For any really dense innocent bystanders out there, Nance isn't talking about the Obama administration here; this article is from October 2007, and Nance is talking about the Bush administration and various apologists who fairly reveled in this crap. I think your "interpretation" of what Nance wrote is bizarre, to say the least. I quoted the conclusion before, but will do it again on the very off chance that anybody here would take your version seriously. Note that , not the Obama administration. This bit in particular reminds me of sentiments some clown keeps posting here:


It is outrageous that American officials, including the Attorney General and a legion of minions of lower rank have not only embraced this torture but have actually justified it, redefined it to a misdemeanor, brought it down to the level of a college prank and then bragged about it. The echo chamber that is the American media now views torture as a heroic and macho.


At a little more length:

I have stated publicly and repeatedly that I would personally cut Bin Laden’s heart out with a plastic MRE spoon if we per chance meet on the battlefield. Yet, once captive I believe that the better angels of our nature and our nation’s core values would eventually convince any terrorist that they indeed have erred in their murderous ways. Once convicted in a fair, public tribunal, they would have the rest of their lives, however short the law makes it, to come to terms with their God and their acts.
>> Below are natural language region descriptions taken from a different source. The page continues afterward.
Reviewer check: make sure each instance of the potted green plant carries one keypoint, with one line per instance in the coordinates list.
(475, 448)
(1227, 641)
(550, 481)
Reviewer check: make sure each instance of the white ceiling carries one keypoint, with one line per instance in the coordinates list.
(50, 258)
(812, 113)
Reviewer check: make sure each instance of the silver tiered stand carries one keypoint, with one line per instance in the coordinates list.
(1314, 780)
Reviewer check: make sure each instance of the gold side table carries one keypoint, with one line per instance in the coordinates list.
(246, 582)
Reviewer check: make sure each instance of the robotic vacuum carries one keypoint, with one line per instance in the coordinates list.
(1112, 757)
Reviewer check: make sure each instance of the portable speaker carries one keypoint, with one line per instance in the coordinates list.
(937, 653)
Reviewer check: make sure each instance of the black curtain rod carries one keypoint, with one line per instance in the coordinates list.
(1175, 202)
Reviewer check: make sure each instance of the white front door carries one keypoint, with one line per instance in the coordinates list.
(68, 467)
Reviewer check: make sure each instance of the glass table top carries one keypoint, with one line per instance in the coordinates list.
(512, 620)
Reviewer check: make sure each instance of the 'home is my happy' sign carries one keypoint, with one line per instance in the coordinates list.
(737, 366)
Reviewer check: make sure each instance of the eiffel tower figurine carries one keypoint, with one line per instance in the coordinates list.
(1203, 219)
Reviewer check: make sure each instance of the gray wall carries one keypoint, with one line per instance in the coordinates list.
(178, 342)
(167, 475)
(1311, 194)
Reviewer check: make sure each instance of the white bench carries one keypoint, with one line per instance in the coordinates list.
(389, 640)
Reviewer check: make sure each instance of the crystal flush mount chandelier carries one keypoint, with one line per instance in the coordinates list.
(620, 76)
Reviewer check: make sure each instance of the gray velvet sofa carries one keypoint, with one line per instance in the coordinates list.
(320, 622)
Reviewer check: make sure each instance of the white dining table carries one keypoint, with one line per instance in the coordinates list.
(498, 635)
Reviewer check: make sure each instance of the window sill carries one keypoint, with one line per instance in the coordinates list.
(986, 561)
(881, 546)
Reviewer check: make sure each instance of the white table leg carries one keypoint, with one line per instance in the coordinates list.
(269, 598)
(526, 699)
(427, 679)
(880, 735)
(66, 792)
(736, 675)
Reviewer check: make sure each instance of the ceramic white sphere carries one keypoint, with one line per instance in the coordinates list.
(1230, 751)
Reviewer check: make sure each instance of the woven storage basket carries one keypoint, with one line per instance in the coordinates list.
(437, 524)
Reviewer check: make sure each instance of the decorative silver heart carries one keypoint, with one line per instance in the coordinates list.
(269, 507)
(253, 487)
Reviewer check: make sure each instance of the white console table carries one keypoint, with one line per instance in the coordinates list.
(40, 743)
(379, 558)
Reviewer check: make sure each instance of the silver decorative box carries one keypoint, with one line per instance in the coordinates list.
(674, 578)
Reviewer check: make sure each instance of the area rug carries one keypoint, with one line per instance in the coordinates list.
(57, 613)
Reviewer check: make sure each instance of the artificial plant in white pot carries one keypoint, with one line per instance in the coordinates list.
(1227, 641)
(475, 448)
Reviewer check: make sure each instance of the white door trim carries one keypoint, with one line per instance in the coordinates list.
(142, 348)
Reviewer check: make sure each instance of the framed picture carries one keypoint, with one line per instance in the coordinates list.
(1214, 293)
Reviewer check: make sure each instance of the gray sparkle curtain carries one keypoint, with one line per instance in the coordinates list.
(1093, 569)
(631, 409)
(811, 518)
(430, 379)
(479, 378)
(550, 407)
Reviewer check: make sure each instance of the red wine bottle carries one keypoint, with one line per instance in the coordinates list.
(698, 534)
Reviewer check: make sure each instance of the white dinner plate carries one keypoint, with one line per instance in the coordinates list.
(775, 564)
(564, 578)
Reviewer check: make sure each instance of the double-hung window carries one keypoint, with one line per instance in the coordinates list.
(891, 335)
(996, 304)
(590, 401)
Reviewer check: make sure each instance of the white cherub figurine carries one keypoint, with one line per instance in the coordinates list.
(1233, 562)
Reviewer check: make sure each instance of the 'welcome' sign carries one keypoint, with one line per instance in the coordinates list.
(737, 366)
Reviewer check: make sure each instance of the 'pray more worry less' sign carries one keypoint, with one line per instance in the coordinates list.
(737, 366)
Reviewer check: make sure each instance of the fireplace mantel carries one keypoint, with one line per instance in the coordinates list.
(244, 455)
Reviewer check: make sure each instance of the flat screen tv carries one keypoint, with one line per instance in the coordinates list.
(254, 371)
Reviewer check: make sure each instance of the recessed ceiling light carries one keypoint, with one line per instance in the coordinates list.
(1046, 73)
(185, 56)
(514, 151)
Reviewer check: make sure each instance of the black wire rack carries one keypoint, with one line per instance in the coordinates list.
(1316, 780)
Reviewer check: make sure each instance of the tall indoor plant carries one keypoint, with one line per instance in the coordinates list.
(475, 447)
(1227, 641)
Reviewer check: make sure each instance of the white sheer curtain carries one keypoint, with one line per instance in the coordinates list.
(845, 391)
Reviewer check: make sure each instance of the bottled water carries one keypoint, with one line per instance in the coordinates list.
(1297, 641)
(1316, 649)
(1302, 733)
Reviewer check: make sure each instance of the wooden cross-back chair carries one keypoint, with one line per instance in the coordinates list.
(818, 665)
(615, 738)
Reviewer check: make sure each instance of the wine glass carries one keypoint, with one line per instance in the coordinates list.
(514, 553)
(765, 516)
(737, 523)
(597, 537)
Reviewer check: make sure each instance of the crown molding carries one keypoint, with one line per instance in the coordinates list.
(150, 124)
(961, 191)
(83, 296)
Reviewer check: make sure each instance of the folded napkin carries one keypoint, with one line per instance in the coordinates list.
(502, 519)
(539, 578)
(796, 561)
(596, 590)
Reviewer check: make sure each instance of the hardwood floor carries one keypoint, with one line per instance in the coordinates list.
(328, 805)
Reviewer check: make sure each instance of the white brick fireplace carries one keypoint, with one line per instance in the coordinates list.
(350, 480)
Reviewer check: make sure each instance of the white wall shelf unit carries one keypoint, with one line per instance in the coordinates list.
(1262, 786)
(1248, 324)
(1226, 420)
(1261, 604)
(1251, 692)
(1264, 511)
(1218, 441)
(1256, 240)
This is not enough for our President. He apparently secretly ordered the core American values of fairness and justice to be thrown away in the name of security from terrorists. He somehow determined that the honor the military, the CIA and the nation itself was an acceptable trade for the superficial knowledge of the machinations of approximately 2,000 terrorists, most of whom are being decimated in Iraq or martyring themselves in Afghanistan. It is a short sighted and politically motivated trade that is simply disgraceful. There is no honor here.
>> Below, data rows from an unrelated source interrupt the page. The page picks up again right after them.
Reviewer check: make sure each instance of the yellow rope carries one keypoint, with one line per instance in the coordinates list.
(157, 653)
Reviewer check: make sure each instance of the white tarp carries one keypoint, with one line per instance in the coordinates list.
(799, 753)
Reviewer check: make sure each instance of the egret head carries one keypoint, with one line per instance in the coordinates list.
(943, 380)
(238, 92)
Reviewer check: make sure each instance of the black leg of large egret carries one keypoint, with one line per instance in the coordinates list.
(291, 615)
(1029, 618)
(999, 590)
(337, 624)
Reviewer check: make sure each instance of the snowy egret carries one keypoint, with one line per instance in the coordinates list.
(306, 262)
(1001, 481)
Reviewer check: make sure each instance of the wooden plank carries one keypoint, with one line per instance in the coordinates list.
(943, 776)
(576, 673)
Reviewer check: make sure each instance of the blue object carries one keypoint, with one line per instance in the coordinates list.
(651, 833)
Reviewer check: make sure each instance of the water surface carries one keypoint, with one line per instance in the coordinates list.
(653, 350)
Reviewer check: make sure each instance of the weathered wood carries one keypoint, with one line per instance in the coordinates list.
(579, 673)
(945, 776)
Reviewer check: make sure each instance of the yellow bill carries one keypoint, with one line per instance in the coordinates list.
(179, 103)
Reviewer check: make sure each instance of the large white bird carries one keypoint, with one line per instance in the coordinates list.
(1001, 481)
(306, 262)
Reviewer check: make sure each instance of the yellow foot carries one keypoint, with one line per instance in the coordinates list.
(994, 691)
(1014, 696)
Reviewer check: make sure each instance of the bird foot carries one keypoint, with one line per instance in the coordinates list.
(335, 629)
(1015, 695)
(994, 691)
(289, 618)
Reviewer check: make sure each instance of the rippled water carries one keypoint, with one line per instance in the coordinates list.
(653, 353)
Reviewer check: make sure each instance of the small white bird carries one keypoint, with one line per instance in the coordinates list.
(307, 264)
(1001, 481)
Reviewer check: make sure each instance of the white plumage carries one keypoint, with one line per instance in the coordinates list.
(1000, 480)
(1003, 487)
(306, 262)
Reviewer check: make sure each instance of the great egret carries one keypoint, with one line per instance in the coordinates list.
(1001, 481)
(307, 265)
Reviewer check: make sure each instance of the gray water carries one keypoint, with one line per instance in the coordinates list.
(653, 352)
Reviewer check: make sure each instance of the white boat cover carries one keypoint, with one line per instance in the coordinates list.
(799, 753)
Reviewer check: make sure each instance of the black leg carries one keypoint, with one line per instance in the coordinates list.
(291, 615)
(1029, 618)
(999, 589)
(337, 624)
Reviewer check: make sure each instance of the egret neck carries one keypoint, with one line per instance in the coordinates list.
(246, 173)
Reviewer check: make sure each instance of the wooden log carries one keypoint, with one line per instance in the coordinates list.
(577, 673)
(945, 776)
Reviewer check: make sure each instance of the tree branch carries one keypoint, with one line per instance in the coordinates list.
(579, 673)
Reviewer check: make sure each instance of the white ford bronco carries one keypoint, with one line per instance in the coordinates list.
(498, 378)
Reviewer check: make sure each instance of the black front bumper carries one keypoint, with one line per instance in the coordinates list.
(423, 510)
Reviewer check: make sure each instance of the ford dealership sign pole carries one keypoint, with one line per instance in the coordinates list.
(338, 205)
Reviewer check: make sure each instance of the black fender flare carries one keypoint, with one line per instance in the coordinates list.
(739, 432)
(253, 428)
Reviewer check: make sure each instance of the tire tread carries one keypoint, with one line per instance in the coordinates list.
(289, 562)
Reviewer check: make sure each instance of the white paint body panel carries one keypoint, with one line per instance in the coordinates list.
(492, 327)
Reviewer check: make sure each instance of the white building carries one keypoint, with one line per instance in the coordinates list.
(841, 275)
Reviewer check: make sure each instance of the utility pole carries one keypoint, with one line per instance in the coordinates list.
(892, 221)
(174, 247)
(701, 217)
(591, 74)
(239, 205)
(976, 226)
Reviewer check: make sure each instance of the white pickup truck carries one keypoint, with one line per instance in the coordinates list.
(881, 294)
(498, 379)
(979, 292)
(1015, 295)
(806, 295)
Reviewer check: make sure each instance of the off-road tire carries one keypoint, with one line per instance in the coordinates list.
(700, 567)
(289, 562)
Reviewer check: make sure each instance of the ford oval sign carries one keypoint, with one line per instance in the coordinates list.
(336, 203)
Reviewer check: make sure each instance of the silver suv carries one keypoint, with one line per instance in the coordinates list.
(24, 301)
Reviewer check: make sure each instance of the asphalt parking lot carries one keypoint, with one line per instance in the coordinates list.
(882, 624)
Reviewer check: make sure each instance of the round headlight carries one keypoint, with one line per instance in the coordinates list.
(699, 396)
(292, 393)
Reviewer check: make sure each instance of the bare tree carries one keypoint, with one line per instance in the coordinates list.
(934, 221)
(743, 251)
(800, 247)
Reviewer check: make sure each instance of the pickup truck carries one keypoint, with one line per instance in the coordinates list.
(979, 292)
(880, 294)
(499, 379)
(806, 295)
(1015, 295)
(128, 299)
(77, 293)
Torture advocates hide behind the argument that an open discussion about specific American interrogation techniques will aid the enemy. Yet, convicted Al Qaeda members and innocent captives who were released to their host nations have already debriefed the world through hundreds of interviews, movies and documentaries on exactly what methods they were subjected to and how they endured. In essence, our own missteps have created a cadre of highly experienced lecturers for Al Qaeda’s own virtual SERE school for terrorists.

Congressional leaders from both sides of the aisle need to stand up for American values and clearly specify that coercive interrogation using the waterboard is torture and, except for limited examples of training our service members and intelligence officers, it should be stopped completely and finally –oh, and this time without a Presidential signing statement reinterpreting the law.